Existe un amplio consenso acerca de la importancia de las comunicaciones para todo tipo de organización. En un proceso marcado por el abaratamiento de los servicios periodísticos (por sobre oferta) y por la creciente importancia de los medios masivos, las instituciones y empresas han adoptado como una más de sus preocupaciones aparecer en la prensa y contar con materiales de difusión. En esa misma línea, algunos avanzan hacia la contratación de un periodista, un relacionador público o delegan esas tareas en una persona del equipo.

La dificultad está en el paso siguiente, en asumir que la forma de comunicar a la organización, cualquiera sea su naturaleza, con el público es a través de la marca. Asimilar que en esta relación todo el trabajo de la organización se reduce a una marca puede considerarse casi injusto para las altas dirigencias. Sin duda al hacerlo se están dejando afuera muchos ámbitos de la labor diaria, pero en una sociedad donde la información circula a mares, la organización que intenta comunicar su misión o sus productos entra a competir como un pez más dentro de ese océano si no logra definir una serie de aspectos que tornen estratégico el desempeño: “vivimos en un mundo de señales”, dice el consultor Eugenio Tironi, en su libro Comunicación Estratégica.

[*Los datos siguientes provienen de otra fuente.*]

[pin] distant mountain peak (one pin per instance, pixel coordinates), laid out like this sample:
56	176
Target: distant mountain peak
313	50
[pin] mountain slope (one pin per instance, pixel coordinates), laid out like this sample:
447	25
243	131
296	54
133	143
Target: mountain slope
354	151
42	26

Una de las máximas en marketing indica que “Percepción es Realidad”; si consideramos que la imagen es percepción, queda claro que gestionar la imagen para orientar la percepción acerca de nuestro quehacer es la única forma de tener algún control sobre ello, sobre todo si además se toma conciencia de que esta imagen, transmitida a través de señales, será asimilada por cada quién según sus circunstancias.

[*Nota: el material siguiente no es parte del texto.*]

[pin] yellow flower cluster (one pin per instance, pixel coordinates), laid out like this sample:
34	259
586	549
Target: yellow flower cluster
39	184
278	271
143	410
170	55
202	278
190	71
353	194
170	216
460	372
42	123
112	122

Es allí donde comienza a complejizarse el problema de la comunicación: la segmentación de públicos, el reconocimiento de los públicos influenciadores, la definición de los valores a posicionar, establecer trabajos de comunicación interna, escoger los medios más aptos para los objetivos, considerar un plan comunicacional de crisis, entre otros aspectos, son parte de los asuntos a pensar a la hora de generar una estrategia de comunicación. Como decíamos, esta complejidad es asumida crecientemente por las gerencias, así consta por ejemplo en el portal Gestiopolis, dedicada a diferentes aspectos de la administración empresarial.

Reflexionar sobre estos aspectos permitirá a las dirigencias comenzar a comprender el fenómeno de la comunicación desde una perspectiva menos “numérica”. Aún así no hay que olvidar que cualquier tarea de comunicación efectivamente debe propender también a conseguir también objetivos económicos (en el caso de empresas), fortaleciendo el valor de marca para contribuir a cada objetivo estratégico de la organización. Un proceso que considera complejidades e inversiones de tiempo y recursos, pero que será necesario considerar para completar una buena gestión. Como indica en su conclusión Leonardo Rabinovich, en su texto, La Comunicación Estratégica para la Gestión de las Organizaciones: Para una organización toda comunicación debe ser estratégica.